The 700-odd students who take “Introduction to Experimental Psychology” every semester approach Experimetrix with divisive views: they either love or hate it.
Experimetrix is a database Penn uses that collects social science research experiments and recruits participants from affiliated courses for the projects.
Personally, I enjoyed participating in Experimetrix speech labs and word rating exercises that introduced to me to fields like psycholinguistics and visual studies. A friend of mine learned a fake language for a linguistics study and came back saying that it was “awesome.”
According to Georgia Zellou, a researcher and linguistics professor who uses Experimetrix, the system began with two functions: to recruit willing and varied subjects for researchers and to serve a pedagogical function for students.
As it stands, Experimetrix has only partially succeeded on both fronts.
“We don’t want to force people to participate,” said Zellou. “I have always been told not to run experiments at the end of term because we want people who are free, awake and want to do it … not just [those who are] there for the money or course credit.”
Yet, under the current system, what Zellou seeks to avoid happens anyway.
Experimetrix offers projects across many social science disciplines. However, psychology courses like introductory psychology make up the majority of classes that have a research requirement that can be fulfilled with Experimetrix.
Some students in introductory psychology take the class to further an interest, but others take it only to fulfill the College’s living world requirement.
Many students argue that the experiments are boring and consider the research requirement a hassle to fulfill since there aren’t enough eligible experiments for everyone in the lecture hall. One student commented that she wouldn’t “go through with the drag if it weren’t for the stupid research requirement.”
College senior Geena Ianni, who does research in a cognitive neurology lab, sees that attitude as problematic. “[Experimetrix] is an easy way [for me] to schedule undergraduates. But, they should say, ‘I did this research and got course credit. But, the educational experience I had is really valuable.’”
If students currently involved in Experimetrix don’t represent the desired subject pool, then Experimetrix needs to expand its audience to students outside certain classes.
As I initiated conversations about Experimetrix with everyone from economics majors to Russian minors over the past two weeks, I saw that many non-social science students seem interested in Experimetrix.

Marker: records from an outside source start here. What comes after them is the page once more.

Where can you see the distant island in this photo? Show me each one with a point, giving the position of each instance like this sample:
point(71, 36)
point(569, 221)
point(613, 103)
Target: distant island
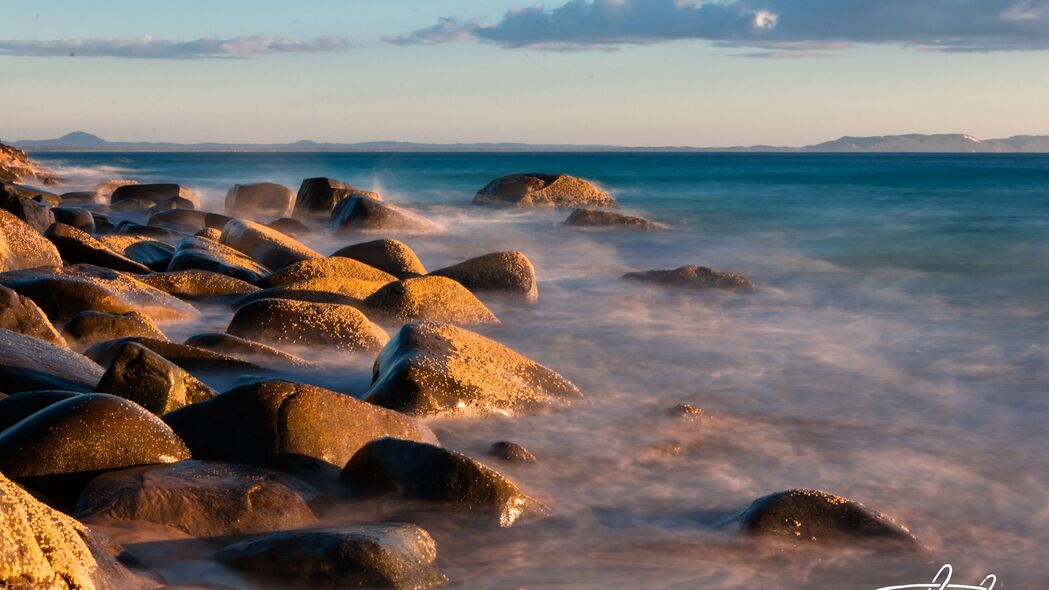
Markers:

To these students, whose fields do not involve similar research requirements, participating in research offered a chance to try something different. Involving these students in the Experimetrix data pool would better represent the eager student sample researchers want, as well as relieve the students who dislike the burden of research participation.
“I didn’t even know about [Experimetrix],” said a College junior majoring in anthropology. “I would so participate on those free days when I had the chance.”
So, why isn’t Experimetrix currently open to everyone?
It’s an issue of compensation.
An institutional review board that governs human participation in research mandates that participants be compensated for their time. Experimetrix compensates via research credit and can therefore only be open to students enrolled in affiliated classes.
For the outsiders, the solution is a website called Experiments@Penn that offers monetary compensation for experiment participation. But this system is an inconvenient alternative because it encompasses fewer studies and caters to specialized audiences — some of the studies go on for as long as three hours. It doesn’t seem optimal for undergraduates who might not have three consecutive hours to spare.
Experimetrix should follow Wharton Behavioral Labs’ method and monetarily compensate participants — most projects are under an hour, so the cost would be relatively low. Since the required compensation only needs to match the time spent in the study, the researchers could even compensate participants of 15 to 30 minute experiments with free food.
Combining improved compensation efforts with better publicity and looser affiliations with the introductory psychology course at Penn, Experimetrix could fully achieve its goals: to provide researchers with a truly varied sample of students who actually want to participate while giving all students a chance to get involved with departments outside their majors.